Remind me again (since the media won't), who decided to bring those levels down in a vote-getting scheme in the northeastern part of the US?
having read the article, i am not sure that i agree with this headline. disagreement is to be expected within a tightly knit team during the problem definition and problem solution stage. each player needs to assertively get his perspective and the data he is aware of, on the table.
so near as i can tell, there is no argument about strategy; the debate is on tactics. that is, nobody is arguing if iraq should be invaded in this article, but rather they are arguing how iraq should be invaded.
these are team players and once a decision is reach, expect everyone to rally around, defend, and make happen, the decision.
shame on newsweek for putting the anti-bush, anti-american slant on this story. this is yet another example of the news media trying to undermine public opinion on the war against terrorism.
However, the time NOT find out you need more is when it isn't there as what happened during Anaconda with Fire Support.
Of course regardless of which it decided, the Monday Morning quarterbacks could improve on it.
2. We don't have the same military in 2002 that we did in 1991. We are down to 10 Army divisions and 3 Marine divisions, and committing 250K soldiers to an operation in Iraq would make us extremely vulnerable elsewhere.

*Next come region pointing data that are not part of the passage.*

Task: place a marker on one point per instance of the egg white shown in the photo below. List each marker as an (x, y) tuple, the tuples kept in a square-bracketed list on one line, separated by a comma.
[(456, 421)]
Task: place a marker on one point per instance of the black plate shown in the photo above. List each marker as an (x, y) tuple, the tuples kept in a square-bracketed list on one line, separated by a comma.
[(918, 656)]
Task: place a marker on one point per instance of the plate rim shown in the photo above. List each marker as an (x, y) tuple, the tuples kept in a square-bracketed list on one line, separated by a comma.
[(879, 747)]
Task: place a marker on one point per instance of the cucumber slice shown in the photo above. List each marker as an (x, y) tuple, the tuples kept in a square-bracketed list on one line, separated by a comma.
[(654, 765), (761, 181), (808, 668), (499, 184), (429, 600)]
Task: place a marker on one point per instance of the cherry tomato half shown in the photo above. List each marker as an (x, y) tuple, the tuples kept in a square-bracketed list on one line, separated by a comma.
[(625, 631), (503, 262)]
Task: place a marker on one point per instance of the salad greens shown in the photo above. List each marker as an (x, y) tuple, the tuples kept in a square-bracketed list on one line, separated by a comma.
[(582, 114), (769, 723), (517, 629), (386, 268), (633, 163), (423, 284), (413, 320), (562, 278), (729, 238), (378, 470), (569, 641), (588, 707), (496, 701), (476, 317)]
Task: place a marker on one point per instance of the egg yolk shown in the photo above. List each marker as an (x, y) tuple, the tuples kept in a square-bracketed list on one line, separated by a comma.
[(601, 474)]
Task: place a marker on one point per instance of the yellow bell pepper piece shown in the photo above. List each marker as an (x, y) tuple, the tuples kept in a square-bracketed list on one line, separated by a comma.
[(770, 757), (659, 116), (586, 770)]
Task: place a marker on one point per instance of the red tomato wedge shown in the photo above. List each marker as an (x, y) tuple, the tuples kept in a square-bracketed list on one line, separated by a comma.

3. The reference to Powell's military experience is a logical fallacy of the appeal-to-authority type. Anyone with a passing knoweldge of military history could name dozens--nay hundreds--of people with combat experience who had no strategic sense or insight whatsoever. Moreover, one common deficiency among professional soldiers is that their experience so dominates their thinking that it blinds them to changes that make this experience less relevant, and can prove to be a liability in the face of important technological and doctrinal changes--the "fighting the last war" problem.
4. Saddam's only real threat to us is his bio and chem warfare capability. This threat is greater when we mass our forces and take a long time to build them up (a la 1991). Reliance upon speed, maneuver, stealth, and deception in lieu of massive force will minimize our vulnerability to this type of threat. Powell's preferred approach would maximize it.
Rumsfeld et al advocate substituting imagination, information dominance, and technology for numbers. This exploits our comparative advantage. Overwhelming force need not require overwhelming numbers.
Powell seems mired in the past, unable to escape the bounds of his own experience. He is an exemplar of a longstanding tradition in the US Army that advocates reliance on mass to achieve victory and distrusts operational innovation or risk-taking--see Russell F. Weigley's Eisenhower's Lieutenants for a devastating critique of this mindset. He is a Bradley, not a Patton. This is not a compliment. (See Victor Davis Hanson's review of Carlo D'Este's new Eisenhower biography in the most recent National Review or his recent book that has some pretty revealing things to say about Bradley--and which come eerily close to describing Powell.)
Presidents should not be allowed to play with the state of military readiness, and congress should not be allowed to either. There should be a standard that no politican is allowed to mess with.